Şaşkınlığından sonra takındığı umursamaz ifadeyi  bozmadan ağabeyine bakan Erkam, sağ omuzunu   silkerek " Saklamak zorunda bıraktığın gün konu benden çıktı abi. Baba oğul arasında artık, ne istiyorsa yapsın. Onları mı düşüneceğim?  Ne halleri varsa görsünler. " dediğinde Berfu gözlerini kapatıp dudaklarını birbirine bastırdı. Ağabeyi şu an için umursamaz gözüküyordu ancak Esila'nın olanları öğrendiğinde hissedeceklerini düşünse tepkisi bu şekilde olmazdı. Şu an Ferit'e duyduğu öfke ile böyle konuşuyordu fakat işin içine Esila girse, duyguları ve sözleri değişirdi.

" Ben de karışmayayım o zaman. Kenara geçip izleyelim ha? Tabi bu mümkün olursa."

" En doğrusu olur abi. Karışma, bırak ne yapıyorsa yapsın biricik oğluna. "
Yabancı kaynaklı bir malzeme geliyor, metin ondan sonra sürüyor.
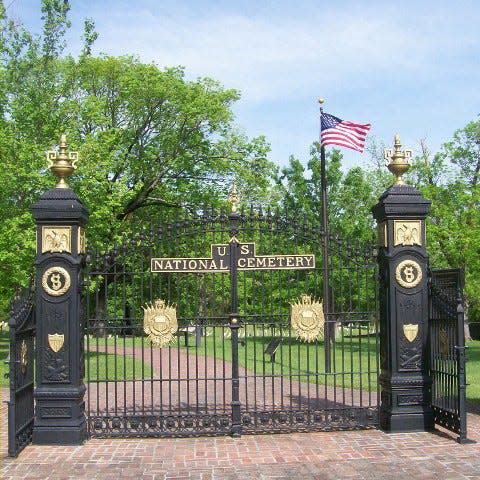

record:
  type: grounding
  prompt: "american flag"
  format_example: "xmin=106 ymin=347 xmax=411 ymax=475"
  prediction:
xmin=320 ymin=112 xmax=370 ymax=152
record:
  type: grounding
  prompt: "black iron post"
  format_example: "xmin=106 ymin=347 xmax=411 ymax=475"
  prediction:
xmin=318 ymin=98 xmax=335 ymax=373
xmin=455 ymin=289 xmax=469 ymax=443
xmin=372 ymin=135 xmax=433 ymax=432
xmin=320 ymin=141 xmax=335 ymax=373
xmin=32 ymin=136 xmax=88 ymax=444
xmin=229 ymin=209 xmax=242 ymax=437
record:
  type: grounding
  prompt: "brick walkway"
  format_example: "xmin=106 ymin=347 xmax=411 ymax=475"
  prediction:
xmin=0 ymin=390 xmax=480 ymax=480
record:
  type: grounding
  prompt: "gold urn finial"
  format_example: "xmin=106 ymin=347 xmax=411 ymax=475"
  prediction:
xmin=384 ymin=133 xmax=412 ymax=185
xmin=47 ymin=134 xmax=78 ymax=188
xmin=228 ymin=184 xmax=240 ymax=213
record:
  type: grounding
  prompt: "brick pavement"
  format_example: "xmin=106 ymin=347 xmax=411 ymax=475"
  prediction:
xmin=0 ymin=390 xmax=480 ymax=480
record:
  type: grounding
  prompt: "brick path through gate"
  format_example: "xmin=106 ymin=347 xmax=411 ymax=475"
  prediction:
xmin=0 ymin=389 xmax=480 ymax=480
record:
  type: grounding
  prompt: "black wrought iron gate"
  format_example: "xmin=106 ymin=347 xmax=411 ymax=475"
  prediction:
xmin=7 ymin=286 xmax=35 ymax=457
xmin=84 ymin=209 xmax=378 ymax=436
xmin=429 ymin=269 xmax=467 ymax=443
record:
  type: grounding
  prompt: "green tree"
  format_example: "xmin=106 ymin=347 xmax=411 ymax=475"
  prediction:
xmin=409 ymin=121 xmax=480 ymax=330
xmin=0 ymin=0 xmax=274 ymax=311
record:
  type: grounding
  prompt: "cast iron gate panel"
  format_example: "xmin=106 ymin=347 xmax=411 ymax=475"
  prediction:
xmin=84 ymin=210 xmax=378 ymax=437
xmin=429 ymin=270 xmax=467 ymax=442
xmin=8 ymin=286 xmax=35 ymax=457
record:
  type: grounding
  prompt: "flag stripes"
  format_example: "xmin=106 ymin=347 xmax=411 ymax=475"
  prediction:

" Ne diyeyim bilmiyorum-" diyen  Kenan'ın cümlesini yarıda kesmesine sebep olan konağın önünden duyulan araba sesi olurken Meryem " Geldi galiba." deyip Berfu'nun vücudunda gezinen titremeyi arttırdı. Hasan Ağanın kalbi dursun istiyordu fakat benliğini kuşatan korku yüzünden  duracak olanın kendi kalbi olacağını hissediyordu.

.....

Kızının gidişiyle sağ elini, göğsünün sol yanına koyarak nefes almaya çalışan yaşlı adam, mekandaki havanın kendisine yetersiz geldiğini hissederek oturduğu sandalyeden yavaşça kalktı. Daha ilk hareketinde kalbi kaskatı kesilmiş, göğsünün altındaki varlığını nefesini zorlayan bir ağrı ile belli etmişti. Neden nefes alamıyordu? Gerçekten mekanın havası mı yetersizdi yoksa kızının sarfettiği cümlelerin oluşturduğu bir baskı mıydı bu? Gerçeğin farkındaydı yaşlı adam ancak hâlen daha kabul etmemek için son çırpınışlarını sergiliyordu.
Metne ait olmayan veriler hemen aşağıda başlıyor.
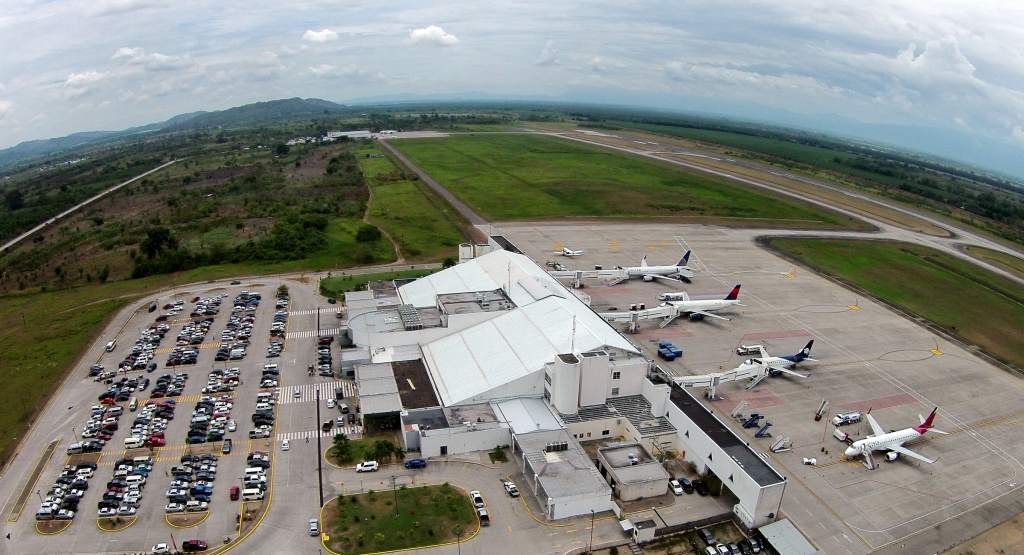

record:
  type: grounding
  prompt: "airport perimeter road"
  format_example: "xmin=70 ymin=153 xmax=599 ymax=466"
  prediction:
xmin=542 ymin=132 xmax=1024 ymax=285
xmin=378 ymin=140 xmax=487 ymax=237
xmin=0 ymin=160 xmax=177 ymax=253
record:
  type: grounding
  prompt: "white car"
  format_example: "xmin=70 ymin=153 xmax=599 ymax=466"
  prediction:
xmin=164 ymin=503 xmax=185 ymax=513
xmin=355 ymin=461 xmax=381 ymax=472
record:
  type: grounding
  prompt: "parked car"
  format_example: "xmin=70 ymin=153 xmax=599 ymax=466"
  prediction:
xmin=355 ymin=461 xmax=381 ymax=472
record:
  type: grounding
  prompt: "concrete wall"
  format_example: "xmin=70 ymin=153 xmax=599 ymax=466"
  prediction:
xmin=580 ymin=351 xmax=611 ymax=407
xmin=420 ymin=425 xmax=512 ymax=458
xmin=601 ymin=356 xmax=648 ymax=402
xmin=666 ymin=395 xmax=781 ymax=528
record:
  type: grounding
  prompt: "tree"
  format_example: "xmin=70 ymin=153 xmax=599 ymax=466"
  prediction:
xmin=3 ymin=188 xmax=25 ymax=210
xmin=334 ymin=433 xmax=352 ymax=463
xmin=139 ymin=226 xmax=178 ymax=258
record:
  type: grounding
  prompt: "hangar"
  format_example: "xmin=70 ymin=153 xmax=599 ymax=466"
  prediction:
xmin=342 ymin=245 xmax=784 ymax=527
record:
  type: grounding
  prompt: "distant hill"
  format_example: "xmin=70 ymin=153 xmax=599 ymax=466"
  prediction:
xmin=0 ymin=98 xmax=349 ymax=171
xmin=164 ymin=98 xmax=349 ymax=130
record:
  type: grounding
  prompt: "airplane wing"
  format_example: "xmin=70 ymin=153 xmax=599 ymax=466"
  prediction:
xmin=643 ymin=273 xmax=679 ymax=284
xmin=689 ymin=310 xmax=732 ymax=322
xmin=864 ymin=414 xmax=886 ymax=435
xmin=772 ymin=367 xmax=807 ymax=378
xmin=889 ymin=445 xmax=935 ymax=464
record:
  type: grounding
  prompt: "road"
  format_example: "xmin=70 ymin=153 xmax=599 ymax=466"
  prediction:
xmin=0 ymin=160 xmax=178 ymax=253
xmin=379 ymin=140 xmax=487 ymax=239
xmin=539 ymin=132 xmax=1024 ymax=285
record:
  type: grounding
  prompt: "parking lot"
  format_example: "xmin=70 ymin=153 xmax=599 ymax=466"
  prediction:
xmin=0 ymin=282 xmax=360 ymax=553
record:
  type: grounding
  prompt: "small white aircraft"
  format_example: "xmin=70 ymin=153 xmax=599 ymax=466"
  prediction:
xmin=748 ymin=339 xmax=817 ymax=378
xmin=616 ymin=251 xmax=693 ymax=282
xmin=665 ymin=285 xmax=743 ymax=319
xmin=844 ymin=407 xmax=947 ymax=469
xmin=551 ymin=247 xmax=583 ymax=256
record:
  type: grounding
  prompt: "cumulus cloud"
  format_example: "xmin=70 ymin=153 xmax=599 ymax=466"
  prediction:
xmin=111 ymin=46 xmax=190 ymax=72
xmin=89 ymin=0 xmax=161 ymax=15
xmin=409 ymin=25 xmax=459 ymax=46
xmin=309 ymin=63 xmax=387 ymax=82
xmin=534 ymin=41 xmax=558 ymax=66
xmin=302 ymin=29 xmax=338 ymax=42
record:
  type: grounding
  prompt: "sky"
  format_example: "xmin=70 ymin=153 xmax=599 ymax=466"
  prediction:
xmin=0 ymin=0 xmax=1024 ymax=175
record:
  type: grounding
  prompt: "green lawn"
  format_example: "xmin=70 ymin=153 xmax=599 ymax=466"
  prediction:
xmin=321 ymin=269 xmax=436 ymax=299
xmin=394 ymin=134 xmax=864 ymax=228
xmin=356 ymin=144 xmax=464 ymax=260
xmin=770 ymin=239 xmax=1024 ymax=368
xmin=323 ymin=485 xmax=477 ymax=555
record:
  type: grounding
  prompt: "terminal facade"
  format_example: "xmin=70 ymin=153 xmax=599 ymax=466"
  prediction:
xmin=342 ymin=243 xmax=785 ymax=528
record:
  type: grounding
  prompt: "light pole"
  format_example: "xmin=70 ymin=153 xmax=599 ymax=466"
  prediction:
xmin=315 ymin=387 xmax=324 ymax=508
xmin=587 ymin=509 xmax=594 ymax=554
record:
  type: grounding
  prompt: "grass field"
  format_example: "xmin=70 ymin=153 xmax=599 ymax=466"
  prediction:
xmin=355 ymin=144 xmax=464 ymax=261
xmin=964 ymin=247 xmax=1024 ymax=278
xmin=770 ymin=239 xmax=1024 ymax=369
xmin=323 ymin=483 xmax=477 ymax=555
xmin=321 ymin=269 xmax=436 ymax=299
xmin=394 ymin=134 xmax=860 ymax=228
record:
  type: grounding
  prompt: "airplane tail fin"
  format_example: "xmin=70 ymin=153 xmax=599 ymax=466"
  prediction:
xmin=800 ymin=339 xmax=814 ymax=358
xmin=725 ymin=285 xmax=739 ymax=301
xmin=676 ymin=251 xmax=690 ymax=266
xmin=913 ymin=407 xmax=939 ymax=434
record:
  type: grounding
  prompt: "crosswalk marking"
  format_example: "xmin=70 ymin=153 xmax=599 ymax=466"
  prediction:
xmin=278 ymin=380 xmax=356 ymax=404
xmin=285 ymin=328 xmax=341 ymax=339
xmin=288 ymin=306 xmax=338 ymax=316
xmin=278 ymin=426 xmax=362 ymax=441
Kapının dışında belli etmemeye çalışarak kendisini izleyen adama yürüyemeyeceğini anlayınca eliyle gel işareti yapan Hasan Ağa, sırtını kolona yasladı. Yürüyemiyordu. Ki zaten artık bunu yapmak bile istemediğini farketmişti tam o an. Çırpınışı fayda etmeyince kabullenmişti. Ne diye nefes almaya çalışıyordu ki? Oğlu insanların yüzüne bakacak yüz bırakmamıştı kendinde. Bu saatten sonra kalbini rahatlatmak için almaya çalıştığı nefes ne işine yarayacaktı? Ölmeyi diliyordu Hasan Ağa. Kızı ile bir kez daha göz göze gelmeden canını almasını istiyordu Rabbinden.